Jakim przedstawieniem zacznie się cykl „Śląsk święty/Śląsk przeklęty”? Po nowym roku Arkadiusz Jakubik rozpoczyna próby spektaklu, którego bohaterem będzie Ryszard Riedel, czyli „Skazanego na bluesa”. Premiera wiosną 2014. W tym samym czasie Artur Pałyga będzie prowadził warsztaty dramaturgiczne, zaś Zbigniew Białas rozpocznie cykl spotkań śląsko-zagłębiowsko-małopolsko-podbeskidzkich. W repertuarowych planach na kolejne sezony: Ewelina Marciniak, Wojciech Pszoniak, Maciej Pieprzyca, Jacek Głomb, Michał Siegoczyński, Łukasz Czuj, Monika Strzępka, Michał Zadara, Petr Zelenka. I jak zwykle we wrześniu będę dzwonił do Piotra Cieplaka, którego spróbuję namówić do współpracy kolejny raz. Może tym razem się uda...

Zaraz, zaraz. Nie mogę tego tak zostawić. Powiedz coś bliżej – jaki tytuł wyreżyseruje Zadara? O czym będzie nowy spektakl Strzępki? Kiedy można się spodziewać Zelenki? Będę do nich dzwonił i pisał po powrocie z urlopu i wtedy może będę znał więcej szczegółów. Czekam również na odpowiedź Eweliny Marciniak, która jest bardzo zainteresowana cyklem „Śląsk święty/Śląsk przeklęty” i być może uda się zamknąć sezon premierą w jej reżyserii.

Jak często sam będziesz reżyserował i grał w TŚ? Pojawi się na jego scenie jakiś twój tekst?

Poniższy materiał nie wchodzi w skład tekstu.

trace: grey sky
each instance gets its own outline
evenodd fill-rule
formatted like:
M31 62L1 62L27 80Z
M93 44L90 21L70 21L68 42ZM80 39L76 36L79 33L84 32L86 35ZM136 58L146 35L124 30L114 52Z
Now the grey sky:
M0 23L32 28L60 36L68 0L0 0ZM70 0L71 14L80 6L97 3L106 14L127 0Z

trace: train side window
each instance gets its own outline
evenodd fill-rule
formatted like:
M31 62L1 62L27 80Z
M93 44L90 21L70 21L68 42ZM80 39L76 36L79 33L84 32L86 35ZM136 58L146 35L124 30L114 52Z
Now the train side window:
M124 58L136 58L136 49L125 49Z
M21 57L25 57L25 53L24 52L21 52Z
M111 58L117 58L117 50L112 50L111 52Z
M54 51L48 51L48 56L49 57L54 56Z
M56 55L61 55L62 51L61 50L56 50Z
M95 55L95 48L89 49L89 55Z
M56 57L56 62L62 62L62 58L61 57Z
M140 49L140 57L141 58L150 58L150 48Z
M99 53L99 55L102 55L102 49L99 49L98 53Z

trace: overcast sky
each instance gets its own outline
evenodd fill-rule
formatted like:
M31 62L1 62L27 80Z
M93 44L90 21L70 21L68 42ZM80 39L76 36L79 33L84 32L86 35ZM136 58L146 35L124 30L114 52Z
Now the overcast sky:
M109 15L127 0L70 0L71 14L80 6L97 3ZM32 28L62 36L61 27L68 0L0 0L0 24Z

Jest szansa, że to tu światło dzienne ujrzy teatralna adaptacja „Czarnego ogrodu”? „Oddałem” pomysł adaptacji „Czarnego ogrodu” Jackowi Głombowi, który wyreżyseruje spektakl na podstawie książki Małgorzaty Szejnert jesienią 2014. Ja sam zadałem pewien śląski temat Arturowi Pałydze, ale też przymierzam się do napisania osobistego tekstu w oparciu o własne doświadczenia związane z kopalnią „Wujek”.

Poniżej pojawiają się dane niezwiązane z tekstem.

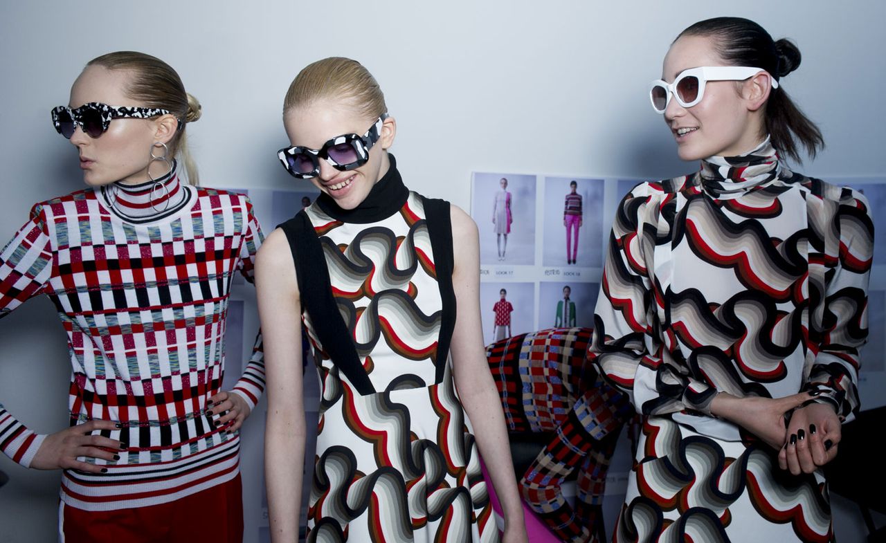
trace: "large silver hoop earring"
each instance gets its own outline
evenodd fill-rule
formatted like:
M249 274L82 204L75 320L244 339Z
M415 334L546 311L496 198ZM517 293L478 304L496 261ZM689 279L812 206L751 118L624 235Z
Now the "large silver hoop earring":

Jakub Roszkowski pisze tekst o Cybulskim, mocno ironiczny, w którym stawia pytanie, co by się stało, gdyby Zbyszek Cybulski nie zginął pod kołami pociągu. W tej historii Cybulski próbuje namówić Wajdę, żeby nakręcił „Popiół i diament 2”. Dramaturg, Jakub Roszkowski i reżyser, Waldemar Patlewicz wymyślili sobie, żebym ja zagrał owego antybohatera. Zobaczymy... Z całą pewnością nie mam zamiaru zbyt intensywnie eksponować swojej osoby. Wierzę, że zachowam umiar. Poza tym nie mam „parcia na szkło” i nie przepadam za aktorstwem. W Teatrze Polskim grałem sporadycznie, tylko wtedy, gdy uznałem, że to ma sens.

Czy śląskość jest sexy i dlaczego tak? Śląskość jest sexy i the best. Bycie Ślązakiem to znaczy bycie Europejczykiem na 100 procent. Musimy zniszczyć w sobie tę bzdurną i legendarną „dupowatość” i uwierzyć, że jesteśmy wyjątkowi. Nasza historia to historia Europy. Polska, Czechy, Niemcy, Austro-Węgry. Przenikanie się historii, języków, wpływów, energii i kultury. To fascynujące. To nasz gigantyczny atut w zjednoczonej i zarazem poszukującej regionalnej odrębności Europie. Poza tym musimy pamiętać, że żyjemy w stolicy 4,5 milionowego województwa. To jak średniej wielkości państwo w Europie. Ten teatr musi być solidną wizytówką wszystkich jego mieszkańców.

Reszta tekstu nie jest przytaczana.